How wrong I was. How very, very wrong I was, as Jim Hoggan and Richard Littlemore proved to me in their new book, Climate Cover-Up.

Example after example, and story after story, showed that vested interests didn’t just take advantage of public confusion surrounding climate change. They created it. They deliberately constructed the so-called “debate” in an effort to – what? Earn more money? Fight socialism?

Take the Information Council on the Environment, one of the first climate change lobby groups. They were established in 1991, right after governments first started to respond to climate change – Thatcher, Bush Sr, and Mulroney all made promises to reduce emissions. The ICE flat-out stated that their objective was “to reposition global warming as a theory (not fact)” and “to supply alternative facts to support the suggestion that global warming will be good”.

The American Petroleum Institute was even more blatant. A leaked email contains a list of objectives for their PR campaigns:

Victory Will Be Achieved When

-Average citizens “understand” (recognize) uncertainties in climate science; recognition of uncertainties becomes part of the “conventional wisdom”

-Media “understands” (recognizes) uncertainties in climate science

-Media coverage reflects balance on climate science and recognition of the validity of viewpoints that challenge the current “conventional wisdom”

-Industry senior leadership understands uncertainties in climate science, making them stronger ambassadors to those who shape climate policy

-Those promoting the Kyoto treaty on the basis of extant science appear to be out of touch with reality.

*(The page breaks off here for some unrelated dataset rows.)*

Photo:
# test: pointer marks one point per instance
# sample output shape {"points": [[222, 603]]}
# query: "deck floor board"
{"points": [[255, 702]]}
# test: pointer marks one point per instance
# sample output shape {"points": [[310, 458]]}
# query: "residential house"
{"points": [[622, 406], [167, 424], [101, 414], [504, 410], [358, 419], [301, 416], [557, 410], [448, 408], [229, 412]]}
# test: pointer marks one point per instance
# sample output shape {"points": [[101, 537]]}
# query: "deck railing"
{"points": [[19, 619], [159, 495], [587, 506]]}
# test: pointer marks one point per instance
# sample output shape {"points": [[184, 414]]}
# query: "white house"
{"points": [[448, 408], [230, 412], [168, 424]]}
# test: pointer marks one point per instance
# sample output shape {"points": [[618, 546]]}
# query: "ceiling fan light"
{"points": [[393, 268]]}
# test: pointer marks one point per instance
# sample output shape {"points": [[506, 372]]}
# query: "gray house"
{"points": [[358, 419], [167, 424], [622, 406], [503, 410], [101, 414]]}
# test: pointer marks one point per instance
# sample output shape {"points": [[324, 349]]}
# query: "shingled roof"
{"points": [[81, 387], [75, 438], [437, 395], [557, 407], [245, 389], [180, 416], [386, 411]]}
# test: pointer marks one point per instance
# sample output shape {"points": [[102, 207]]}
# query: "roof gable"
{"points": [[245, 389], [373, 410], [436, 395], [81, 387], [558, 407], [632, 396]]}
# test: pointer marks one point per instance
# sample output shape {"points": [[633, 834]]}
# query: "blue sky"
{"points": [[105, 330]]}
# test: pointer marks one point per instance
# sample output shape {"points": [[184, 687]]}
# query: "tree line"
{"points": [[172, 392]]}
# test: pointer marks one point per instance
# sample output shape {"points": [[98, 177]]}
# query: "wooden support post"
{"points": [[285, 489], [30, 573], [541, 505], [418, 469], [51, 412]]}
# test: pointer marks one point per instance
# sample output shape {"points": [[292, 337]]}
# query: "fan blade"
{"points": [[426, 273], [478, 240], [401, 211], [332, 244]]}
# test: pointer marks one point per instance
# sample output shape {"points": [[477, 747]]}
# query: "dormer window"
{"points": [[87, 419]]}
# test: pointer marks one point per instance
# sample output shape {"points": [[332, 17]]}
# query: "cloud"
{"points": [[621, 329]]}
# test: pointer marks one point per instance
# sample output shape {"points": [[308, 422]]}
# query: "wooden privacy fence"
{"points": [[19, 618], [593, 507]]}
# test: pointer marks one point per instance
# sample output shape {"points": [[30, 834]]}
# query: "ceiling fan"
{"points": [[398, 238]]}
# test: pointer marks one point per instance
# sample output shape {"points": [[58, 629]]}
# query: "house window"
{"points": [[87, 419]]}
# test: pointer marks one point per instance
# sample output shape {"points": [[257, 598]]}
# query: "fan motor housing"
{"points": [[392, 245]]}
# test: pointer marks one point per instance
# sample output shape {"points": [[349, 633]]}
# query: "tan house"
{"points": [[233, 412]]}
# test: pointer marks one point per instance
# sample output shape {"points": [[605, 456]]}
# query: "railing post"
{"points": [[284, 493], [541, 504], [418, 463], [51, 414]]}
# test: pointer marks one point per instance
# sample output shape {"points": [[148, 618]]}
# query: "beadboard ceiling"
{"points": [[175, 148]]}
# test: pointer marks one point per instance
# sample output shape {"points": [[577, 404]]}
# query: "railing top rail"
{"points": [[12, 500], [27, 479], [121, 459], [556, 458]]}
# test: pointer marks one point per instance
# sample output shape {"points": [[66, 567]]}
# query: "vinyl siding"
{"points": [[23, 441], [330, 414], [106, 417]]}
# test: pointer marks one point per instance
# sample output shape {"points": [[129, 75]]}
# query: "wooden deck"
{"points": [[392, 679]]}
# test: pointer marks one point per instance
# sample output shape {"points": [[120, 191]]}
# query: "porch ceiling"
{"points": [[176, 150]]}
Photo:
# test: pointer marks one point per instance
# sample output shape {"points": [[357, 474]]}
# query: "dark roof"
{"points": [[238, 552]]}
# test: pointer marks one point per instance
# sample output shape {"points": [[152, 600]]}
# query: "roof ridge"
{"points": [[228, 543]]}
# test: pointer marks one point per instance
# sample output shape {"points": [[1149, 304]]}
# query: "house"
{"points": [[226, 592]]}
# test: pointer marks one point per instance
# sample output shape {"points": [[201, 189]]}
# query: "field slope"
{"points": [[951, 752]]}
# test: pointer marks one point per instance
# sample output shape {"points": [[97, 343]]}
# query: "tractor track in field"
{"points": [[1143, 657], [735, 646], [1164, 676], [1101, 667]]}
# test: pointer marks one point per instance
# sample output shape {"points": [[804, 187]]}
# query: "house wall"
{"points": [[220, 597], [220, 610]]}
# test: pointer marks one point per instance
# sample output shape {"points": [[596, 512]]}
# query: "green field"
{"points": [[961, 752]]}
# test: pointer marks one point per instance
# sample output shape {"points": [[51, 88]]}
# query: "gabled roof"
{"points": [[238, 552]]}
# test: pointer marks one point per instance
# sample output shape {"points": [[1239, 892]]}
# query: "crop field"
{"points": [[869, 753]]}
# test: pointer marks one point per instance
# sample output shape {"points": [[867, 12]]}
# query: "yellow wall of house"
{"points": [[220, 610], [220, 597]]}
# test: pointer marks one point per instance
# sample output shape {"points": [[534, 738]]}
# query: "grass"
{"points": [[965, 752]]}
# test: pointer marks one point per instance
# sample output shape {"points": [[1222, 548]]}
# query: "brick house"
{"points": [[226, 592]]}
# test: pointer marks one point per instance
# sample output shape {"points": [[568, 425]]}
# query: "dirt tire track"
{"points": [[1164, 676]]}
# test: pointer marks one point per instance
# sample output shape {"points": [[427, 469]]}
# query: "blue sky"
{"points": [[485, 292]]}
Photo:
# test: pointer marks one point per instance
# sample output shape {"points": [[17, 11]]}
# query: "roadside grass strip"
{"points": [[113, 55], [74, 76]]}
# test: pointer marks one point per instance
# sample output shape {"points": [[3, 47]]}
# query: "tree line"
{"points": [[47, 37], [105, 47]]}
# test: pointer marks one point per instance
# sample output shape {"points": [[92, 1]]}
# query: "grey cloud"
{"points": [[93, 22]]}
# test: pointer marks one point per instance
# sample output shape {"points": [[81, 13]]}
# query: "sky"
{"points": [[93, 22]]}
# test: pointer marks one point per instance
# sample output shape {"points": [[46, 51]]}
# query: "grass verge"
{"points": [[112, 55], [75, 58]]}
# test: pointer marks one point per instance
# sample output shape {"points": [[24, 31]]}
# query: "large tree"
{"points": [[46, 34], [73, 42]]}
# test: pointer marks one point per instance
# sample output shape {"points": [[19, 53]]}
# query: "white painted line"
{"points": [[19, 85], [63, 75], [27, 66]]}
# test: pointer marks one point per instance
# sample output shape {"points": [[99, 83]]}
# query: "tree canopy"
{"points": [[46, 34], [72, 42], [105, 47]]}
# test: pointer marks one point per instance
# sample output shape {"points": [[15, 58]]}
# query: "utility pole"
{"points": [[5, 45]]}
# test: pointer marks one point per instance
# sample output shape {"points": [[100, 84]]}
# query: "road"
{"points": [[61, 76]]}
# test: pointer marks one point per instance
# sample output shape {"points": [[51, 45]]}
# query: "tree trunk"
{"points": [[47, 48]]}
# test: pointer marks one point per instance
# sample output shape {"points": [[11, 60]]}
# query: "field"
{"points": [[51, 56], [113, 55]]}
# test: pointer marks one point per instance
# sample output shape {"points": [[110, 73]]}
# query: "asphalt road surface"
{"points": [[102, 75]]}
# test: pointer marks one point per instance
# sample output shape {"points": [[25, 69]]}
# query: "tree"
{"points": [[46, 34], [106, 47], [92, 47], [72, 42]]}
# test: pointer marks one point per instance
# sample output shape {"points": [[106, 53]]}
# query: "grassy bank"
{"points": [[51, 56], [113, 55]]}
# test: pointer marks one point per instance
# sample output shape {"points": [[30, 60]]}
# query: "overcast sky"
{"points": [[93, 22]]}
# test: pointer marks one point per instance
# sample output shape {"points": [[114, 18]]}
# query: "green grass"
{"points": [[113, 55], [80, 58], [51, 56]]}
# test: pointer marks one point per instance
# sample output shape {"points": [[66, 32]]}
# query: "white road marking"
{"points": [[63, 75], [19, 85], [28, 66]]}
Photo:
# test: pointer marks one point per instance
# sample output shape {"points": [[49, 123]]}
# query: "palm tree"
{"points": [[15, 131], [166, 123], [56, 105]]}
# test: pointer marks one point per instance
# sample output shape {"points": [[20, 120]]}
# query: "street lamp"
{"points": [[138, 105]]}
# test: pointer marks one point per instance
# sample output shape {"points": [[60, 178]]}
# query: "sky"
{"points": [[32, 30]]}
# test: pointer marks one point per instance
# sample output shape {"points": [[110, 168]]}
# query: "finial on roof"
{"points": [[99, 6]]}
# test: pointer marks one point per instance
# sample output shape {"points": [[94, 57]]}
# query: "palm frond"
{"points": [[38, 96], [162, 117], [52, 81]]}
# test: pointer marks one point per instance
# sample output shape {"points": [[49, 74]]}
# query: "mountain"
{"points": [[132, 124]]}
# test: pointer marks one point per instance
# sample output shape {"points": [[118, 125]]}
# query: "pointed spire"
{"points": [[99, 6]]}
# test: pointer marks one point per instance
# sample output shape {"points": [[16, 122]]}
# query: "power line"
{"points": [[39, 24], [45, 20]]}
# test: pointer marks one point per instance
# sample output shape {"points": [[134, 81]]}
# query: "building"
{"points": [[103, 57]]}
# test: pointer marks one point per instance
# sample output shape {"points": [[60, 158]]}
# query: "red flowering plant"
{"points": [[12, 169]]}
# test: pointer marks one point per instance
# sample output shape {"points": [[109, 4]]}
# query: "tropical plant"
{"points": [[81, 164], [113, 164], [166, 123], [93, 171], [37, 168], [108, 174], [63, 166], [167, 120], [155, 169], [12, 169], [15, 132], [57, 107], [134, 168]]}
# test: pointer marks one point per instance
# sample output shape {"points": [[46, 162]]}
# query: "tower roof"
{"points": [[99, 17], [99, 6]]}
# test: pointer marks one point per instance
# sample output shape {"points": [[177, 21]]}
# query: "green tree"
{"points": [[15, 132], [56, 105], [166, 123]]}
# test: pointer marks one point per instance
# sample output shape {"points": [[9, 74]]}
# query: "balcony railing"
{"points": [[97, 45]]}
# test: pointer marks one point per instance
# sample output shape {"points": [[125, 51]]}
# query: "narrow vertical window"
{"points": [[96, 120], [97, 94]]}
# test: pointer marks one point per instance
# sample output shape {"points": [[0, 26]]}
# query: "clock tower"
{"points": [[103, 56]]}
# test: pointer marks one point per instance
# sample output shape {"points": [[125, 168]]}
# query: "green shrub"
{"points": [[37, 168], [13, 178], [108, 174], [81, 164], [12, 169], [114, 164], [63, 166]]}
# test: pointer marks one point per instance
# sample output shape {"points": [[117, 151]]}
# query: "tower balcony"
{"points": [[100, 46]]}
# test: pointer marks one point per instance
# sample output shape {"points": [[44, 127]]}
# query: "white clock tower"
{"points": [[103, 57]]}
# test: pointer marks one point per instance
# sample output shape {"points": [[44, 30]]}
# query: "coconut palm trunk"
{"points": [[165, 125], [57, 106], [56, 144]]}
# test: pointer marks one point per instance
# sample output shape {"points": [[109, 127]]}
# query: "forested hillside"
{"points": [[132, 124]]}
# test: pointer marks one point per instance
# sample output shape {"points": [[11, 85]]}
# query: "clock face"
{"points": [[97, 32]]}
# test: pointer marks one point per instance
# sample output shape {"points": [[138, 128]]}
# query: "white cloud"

Everything that we’ve been bemoaning for years now. Misplaced public doubt, artificial balance in the media, Bush and Harper’s ties to the oil industry. It didn’t just happen by accident.

The email goes on to discuss strategies to achieve these objectives, including plans to produce and distribute “a steady stream of op-ed columns and letters to the editor” doubting climate change. So all those skeptical editorials in the popular press might not be written by journalists that have been taken for a ride. They might actually be by people with ties to lobby groups like the American Petroleum Institute.

You could look at Frank Luntz’s plans to capitalize on uncertainty. Or the American Enterprise Institute’s offer of $10 000 to any scientist who wrote a critique of the IPCC. Or how The Great Global Warming Swindle, a documentary oft-cited by YouTubers, creatively took statements from its interviewees out of context.

Climate Cover-Up made me so angry. I remember not being able to fall asleep the night I finished it. Then telling everyone I could about it. I had been immersed in the issue of climate change for two years, and yet I had failed to grasp the scope of vested interests’ influence on the public.

Many of our readers, who have been following this issue for years, are probably familiar with the stories and examples in the book. There isn’t anything in it that will be new to everyone.

But that wasn’t the book’s purpose, and climate scientists aren’t the book’s audience. Rather, Climate Cover-Up is aimed at those just becoming interested in climate change politics. It’s aimed at people who are unaware of the near-constant misinformation thrown at them, who are new to the immense power of money and industry over science and truth, who wouldn’t think to check the citations of editorials. It’s aimed at people like I was, two years ago.

I must also note that Climate Cover-Up is substantially easier to read than most books about climate change. The prose is witty and easy to follow. It doesn’t talk about science. It feels nothing like a textbook.

I’d like everyone in the world to read this book. But truthfully, I’d rather that it hadn’t needed to be written at all.